Plaintiff Statements in Support of Adam Habib
"The American Sociological Association has become increasingly concerned about apparent systemic U.S. government interference in scientific exchange and the associated corrosion in the luster of the nation's democratic face to the world. ASA has become sufficiently concerned about the need to defend our country's commitment to free exchange — and all that it implies regarding the advancement of knowledge in scholarly communities and beyond — that the American Civil Liberties Union filed a complaint last month, on behalf of ASA and other interested organizations, in the U.S. District Court in Boston. We seek to wrest a long-awaited explanation from the U.S. Departments of State and Department of Homeland Security as to why they refuse to admit internationally known South African scholar Adam Habib into the United States for purposes of scholarly exchange."
—American Sociological Association
"The exclusion of Adam Habib is reminiscent of the Cold War, when the U.S. government regularly barred from the country visitors whose views it rejected. The exchange of scholars has advanced knowledge across a whole spectrum of fields and strengthened our ties with other nations. This is one instance among many of the administration's overreaching in guarding our borders, and thereby continuing to damage freedom."
—American Association of University Professors
"This is not the first time that, by thinly veiled defamatory insinuations, an internationally respected scholar has been denied entry into the U.S. simply because his or her position on political matters differs from the official position of the U.S. government. When the U.S. perceives itself threatened by free public discourse, what does it say about our country? Our hope for remedy now resides in the courts to redirect the course of the ship of state toward the Constitution."

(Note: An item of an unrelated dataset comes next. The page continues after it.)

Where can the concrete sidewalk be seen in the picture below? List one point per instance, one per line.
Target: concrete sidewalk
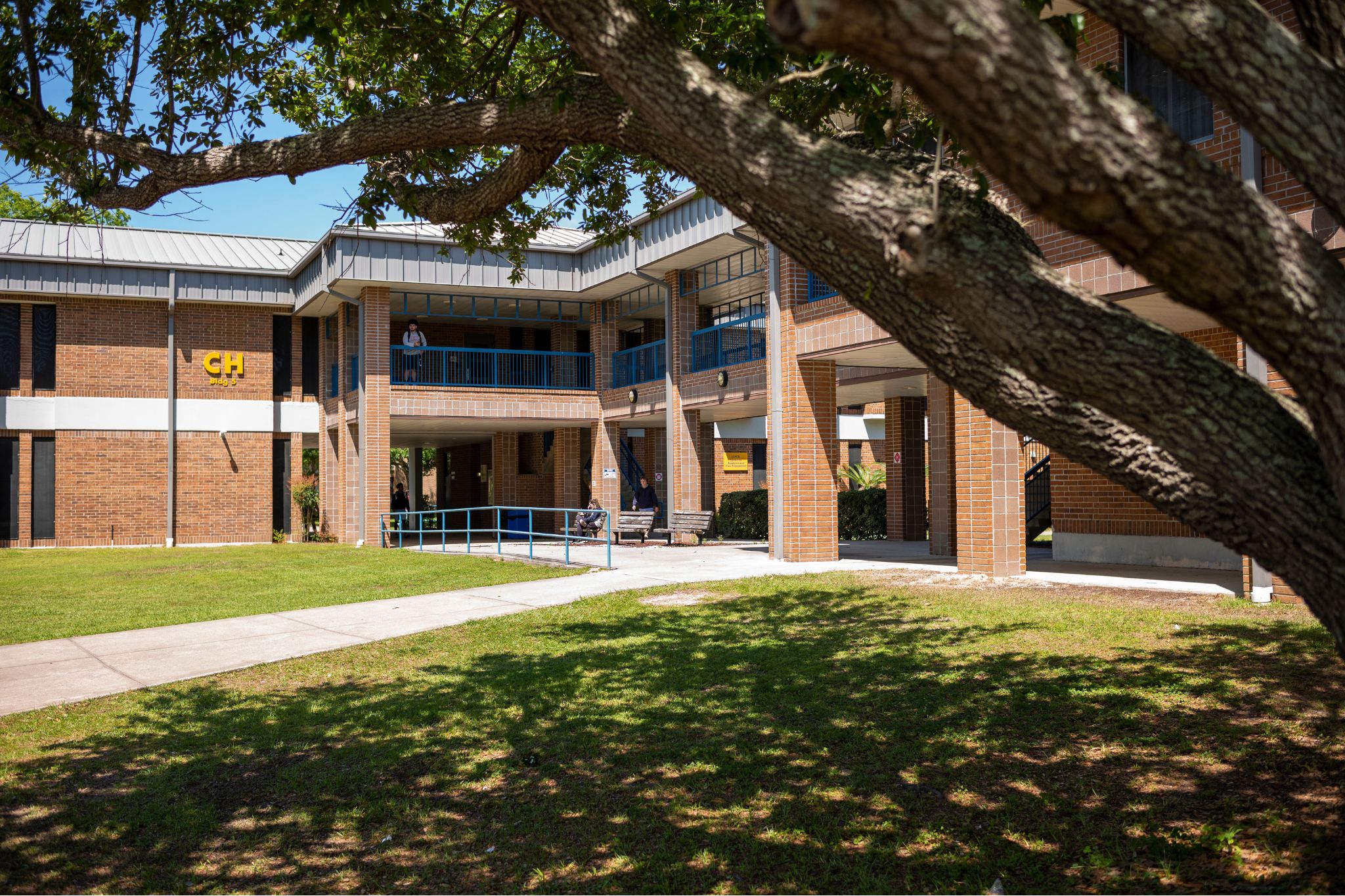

—Boston Coalition for Palestinian Rights
"The American-Arab Anti-Discrimination Committee is deeply troubled that a leading South African scholar would be repeatedly entry to speak in the U.S. Despite attempts by the South African Foreign Minister and the South African Ambassador to the U.S. to rectify the situation, Habib and his family are still barred from entry to the U.S. Denying visas to persons who are critical of U.S. foreign policies goes against our cherished value of freedom of expression, sends a chilling message to academics worldwide, and sets a dangerous precedent for our country."